Comment hidden because of low score. Click to expand.
0
of 0 vote

Given people already are massively overthought this - and they did not think what should be thought about : en.wikipedia.org/wiki/Similarity_measure.
Take a pause and think this.
Is it transitive? That is :

``A similar_to B  and B similar_to C ==>(implies) A similar_to C``

does it hold true? 99.999% of the real practical cases, it won't be.
Take name for example.
ram : ok, male
rama : ok, male again perhaps
ramaa : ambiguous - perhaps it is a female name ? Now thinking backward,
ramaa --> rama :: hmm. See the problem there?
what about roma? ramaa and roma are close but is ram and roma close? Well.

That... pose a problem.
How did we get it? By working in system - where close name matching may point to same individual - facebook is another classic example. Same problem persists in the Indian addresses.

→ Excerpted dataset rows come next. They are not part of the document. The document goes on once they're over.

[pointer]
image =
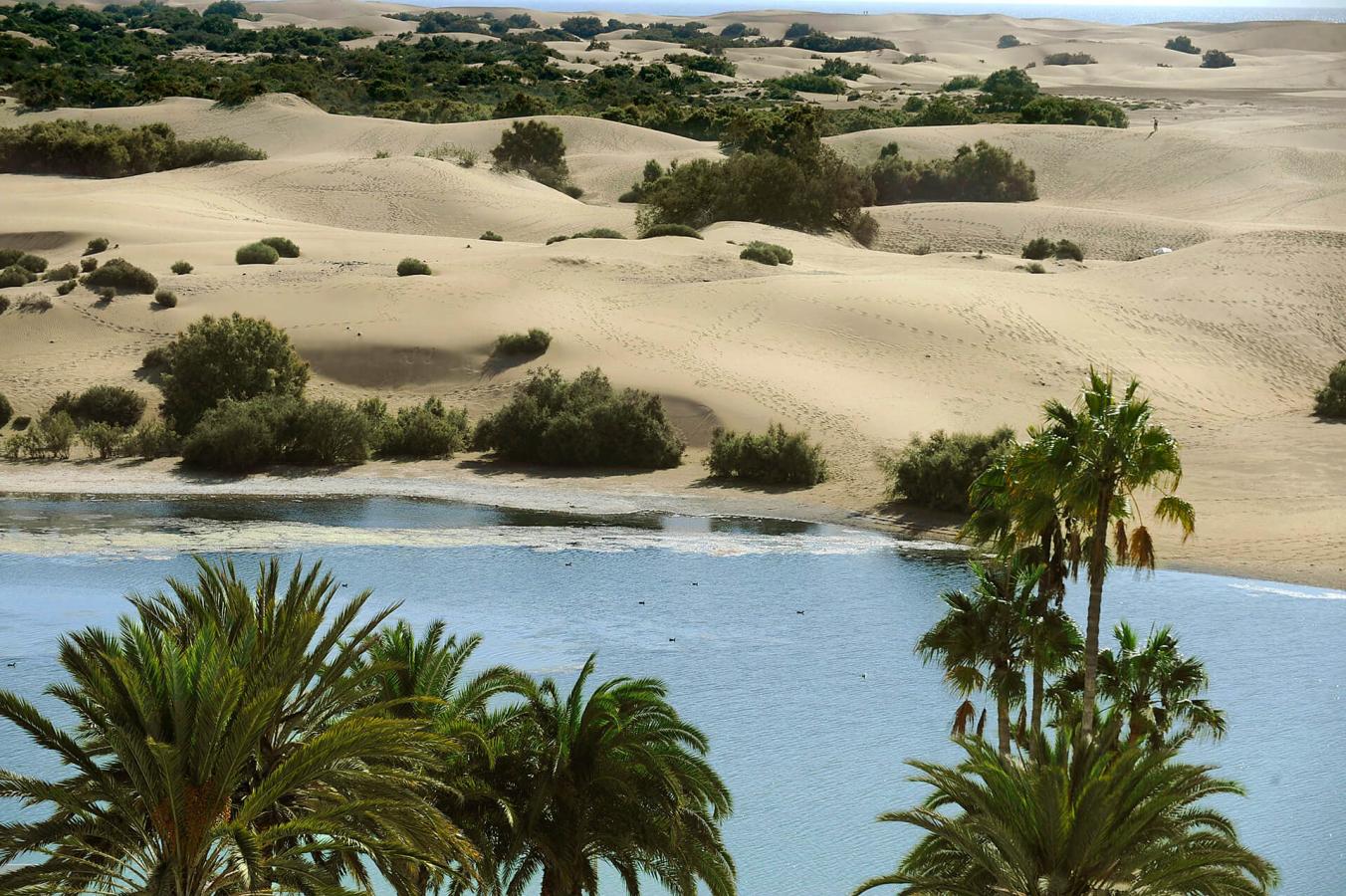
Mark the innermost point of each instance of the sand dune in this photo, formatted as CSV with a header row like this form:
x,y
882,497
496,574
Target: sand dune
x,y
1231,333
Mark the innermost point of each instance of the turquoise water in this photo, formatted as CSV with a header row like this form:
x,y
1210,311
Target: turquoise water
x,y
810,716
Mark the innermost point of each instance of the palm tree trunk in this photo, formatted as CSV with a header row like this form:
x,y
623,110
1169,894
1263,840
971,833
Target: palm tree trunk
x,y
1097,569
1003,723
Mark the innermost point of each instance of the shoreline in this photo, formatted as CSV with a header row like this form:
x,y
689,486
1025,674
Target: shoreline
x,y
466,479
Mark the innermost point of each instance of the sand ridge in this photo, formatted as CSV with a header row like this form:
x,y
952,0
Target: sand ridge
x,y
1232,333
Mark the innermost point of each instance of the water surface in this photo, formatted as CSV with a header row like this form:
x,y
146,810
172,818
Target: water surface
x,y
810,715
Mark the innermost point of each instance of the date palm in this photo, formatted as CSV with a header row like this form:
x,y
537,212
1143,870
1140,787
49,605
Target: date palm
x,y
170,793
1096,456
1082,816
611,777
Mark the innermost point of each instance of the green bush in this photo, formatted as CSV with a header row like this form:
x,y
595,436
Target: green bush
x,y
669,230
976,174
962,83
535,341
152,439
256,253
423,431
113,405
768,253
81,148
236,358
580,423
412,267
536,148
1067,60
775,458
64,272
121,276
15,276
284,246
936,473
329,432
1331,398
1182,43
241,435
103,439
1038,248
1067,249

Thus, we need to ask, is the similarity function transitive? That would have clear impact on any algorithm we try to apply.

Comment hidden because of low score. Click to expand.
0
of 0 vote

I assumed that traistive rule doesnt work in this case (As NoOne mentioned it earlier). So that means I have to compare each emailaddress for similarity. so the brute force takes the complexity of O(n^2)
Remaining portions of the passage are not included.